Yes, the doctor said it and yes, it’s totally true.
So why this diversion? the doctor was recently asked a variation of the question by a very knowledgeable, observant, and forward thinking executive with a track record of getting it right (and growing companies) who wanted to know if he was grasping the situation accurately and likely correct about how this whole mess is going to shake out once the mass extinction begins later this year/early next year (where the doctor is predicting at least twice the typical percentage of failures, rivalling or exceeding that of the first mass extinction post the funding frenzy and market crash of 2008, as well as a large number of mergers that will happen just so companies can partially survive; and where THE REVELATOR is predicting less than one fourth of companies will make it through unscathed, because the space cannot support 666+ companies).
As the doctor has previously penned in Marketplace Madness is Coming Because History WILL Repeat Itself:
Stand-alone Intake(-to)/Orchestrate solutions, the current poster children of the space, will soon have a fall from grace (and only the smart will survive)! Call me Scrooge if you like, but there’s a logic behind why I’m developing a bah-humbug attitude towards most of these. And it goes something like this.
Intake
- Pay For View: if modern procurement solutions are completely SaaS, then they should be accessible by anyone with a web browser, so why should you have to buy a third party solution to see the data in those applications? Wouldn’t it make more sense to just switch to modern source to pay solutions that allow you to give variable levels of access to everyone who needs access instead of paying for two solutions AND an integrator?
Orchestrate
- Solution Sprawl: while orchestration is supposed to help with solution sprawl, it’s yet another solution and only adds to it. Wouldn’t it make more sense to invest in and switch to a core sourcing and/or procurement platform with a fully open API where all of the other modules you need can pull the necessary data from and push the necessary data to that platform?

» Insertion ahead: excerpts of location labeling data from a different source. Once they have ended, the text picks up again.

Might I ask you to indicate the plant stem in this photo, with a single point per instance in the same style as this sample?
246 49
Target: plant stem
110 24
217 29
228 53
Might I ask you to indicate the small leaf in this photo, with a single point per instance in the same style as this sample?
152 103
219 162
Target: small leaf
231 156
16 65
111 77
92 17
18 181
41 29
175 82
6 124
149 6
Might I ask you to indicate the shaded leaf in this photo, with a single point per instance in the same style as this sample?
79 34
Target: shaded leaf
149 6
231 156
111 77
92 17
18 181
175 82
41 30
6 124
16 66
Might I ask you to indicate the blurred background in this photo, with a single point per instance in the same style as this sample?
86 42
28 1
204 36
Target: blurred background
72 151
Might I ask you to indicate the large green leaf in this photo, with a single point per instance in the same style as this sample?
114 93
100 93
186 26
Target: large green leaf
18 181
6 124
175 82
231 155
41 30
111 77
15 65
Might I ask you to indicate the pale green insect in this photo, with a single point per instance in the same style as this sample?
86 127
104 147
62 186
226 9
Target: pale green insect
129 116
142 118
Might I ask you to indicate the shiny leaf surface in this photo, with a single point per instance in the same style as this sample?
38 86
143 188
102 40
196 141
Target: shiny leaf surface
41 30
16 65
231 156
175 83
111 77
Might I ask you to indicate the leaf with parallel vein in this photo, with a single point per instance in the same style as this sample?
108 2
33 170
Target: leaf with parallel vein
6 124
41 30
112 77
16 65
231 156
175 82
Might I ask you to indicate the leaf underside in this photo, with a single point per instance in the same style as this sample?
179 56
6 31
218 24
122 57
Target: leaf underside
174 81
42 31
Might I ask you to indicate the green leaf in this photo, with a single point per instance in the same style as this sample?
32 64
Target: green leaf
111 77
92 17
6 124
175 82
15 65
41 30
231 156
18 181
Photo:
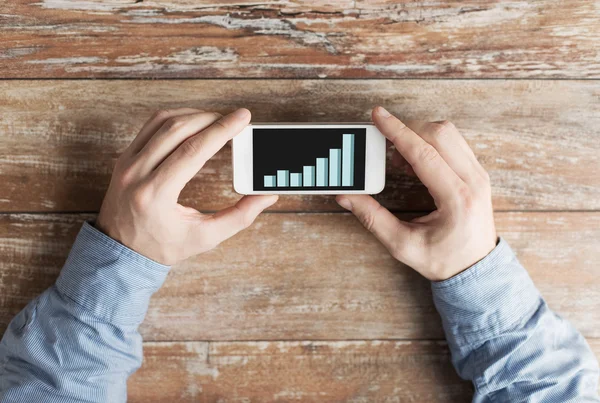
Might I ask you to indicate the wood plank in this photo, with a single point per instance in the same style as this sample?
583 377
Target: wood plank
310 276
300 39
357 371
540 140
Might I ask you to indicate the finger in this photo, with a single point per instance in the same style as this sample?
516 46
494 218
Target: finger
185 162
451 145
441 181
399 162
390 231
169 136
153 124
228 222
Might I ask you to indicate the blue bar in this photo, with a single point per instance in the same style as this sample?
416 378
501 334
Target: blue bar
296 180
348 160
270 181
283 178
335 167
309 175
321 171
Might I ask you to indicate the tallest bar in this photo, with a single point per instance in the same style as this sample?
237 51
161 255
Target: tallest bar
348 160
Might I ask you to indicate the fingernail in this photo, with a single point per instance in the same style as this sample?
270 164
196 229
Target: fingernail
381 111
241 114
344 202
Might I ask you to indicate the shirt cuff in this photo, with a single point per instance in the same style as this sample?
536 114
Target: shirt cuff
109 280
491 297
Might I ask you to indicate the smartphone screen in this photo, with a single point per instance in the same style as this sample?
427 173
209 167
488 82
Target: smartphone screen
308 159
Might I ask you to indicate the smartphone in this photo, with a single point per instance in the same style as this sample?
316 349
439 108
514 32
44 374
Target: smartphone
303 158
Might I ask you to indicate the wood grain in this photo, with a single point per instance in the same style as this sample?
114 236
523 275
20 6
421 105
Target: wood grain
356 371
300 39
310 277
339 371
540 140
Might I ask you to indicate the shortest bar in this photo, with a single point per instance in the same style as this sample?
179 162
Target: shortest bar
295 179
270 181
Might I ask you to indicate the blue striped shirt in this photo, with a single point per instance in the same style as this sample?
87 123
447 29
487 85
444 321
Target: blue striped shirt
78 341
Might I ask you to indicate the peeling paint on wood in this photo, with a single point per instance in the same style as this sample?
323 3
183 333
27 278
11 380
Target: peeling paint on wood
263 285
374 371
539 140
303 39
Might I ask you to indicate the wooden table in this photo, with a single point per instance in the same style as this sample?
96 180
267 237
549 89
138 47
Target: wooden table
305 305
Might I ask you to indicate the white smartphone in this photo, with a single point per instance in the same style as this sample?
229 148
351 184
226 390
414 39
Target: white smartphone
302 158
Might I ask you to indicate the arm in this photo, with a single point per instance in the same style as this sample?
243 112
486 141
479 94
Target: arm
512 347
78 341
501 334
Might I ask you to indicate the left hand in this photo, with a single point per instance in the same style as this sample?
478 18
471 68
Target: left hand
140 208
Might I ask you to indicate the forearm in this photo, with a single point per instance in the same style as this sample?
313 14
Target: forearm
505 339
78 341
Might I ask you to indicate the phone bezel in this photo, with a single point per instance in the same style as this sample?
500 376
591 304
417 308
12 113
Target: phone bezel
374 161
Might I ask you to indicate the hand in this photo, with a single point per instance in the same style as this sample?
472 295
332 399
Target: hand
140 208
461 231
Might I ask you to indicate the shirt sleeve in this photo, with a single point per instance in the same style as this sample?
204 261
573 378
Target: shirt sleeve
505 339
78 341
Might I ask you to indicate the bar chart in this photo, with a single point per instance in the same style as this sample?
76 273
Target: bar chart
335 170
305 159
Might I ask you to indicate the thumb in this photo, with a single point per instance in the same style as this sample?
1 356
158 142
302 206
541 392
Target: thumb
390 231
228 222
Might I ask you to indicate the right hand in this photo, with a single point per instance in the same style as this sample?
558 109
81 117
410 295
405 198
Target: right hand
461 231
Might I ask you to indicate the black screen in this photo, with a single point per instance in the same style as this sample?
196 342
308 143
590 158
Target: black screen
309 159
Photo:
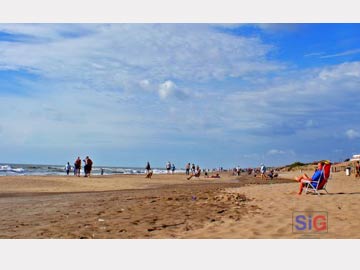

I2O (Intake-to-Orchestrate)
- Where’s the Beef?: Talk to an old Pro who was doing Procurement back before the first modern tools began to be introduced in the late 90’s and they’ll tell you that they don’t get this modern focus on “orchestration” and managing “expenses” and low-value buys because, when they were doing Procurement, it was about identifying and strategically managing multi-million (10, 50, 100+) categories where even 2% made a significant improvement to the bottom line, and way more than 10% on a < 100K category.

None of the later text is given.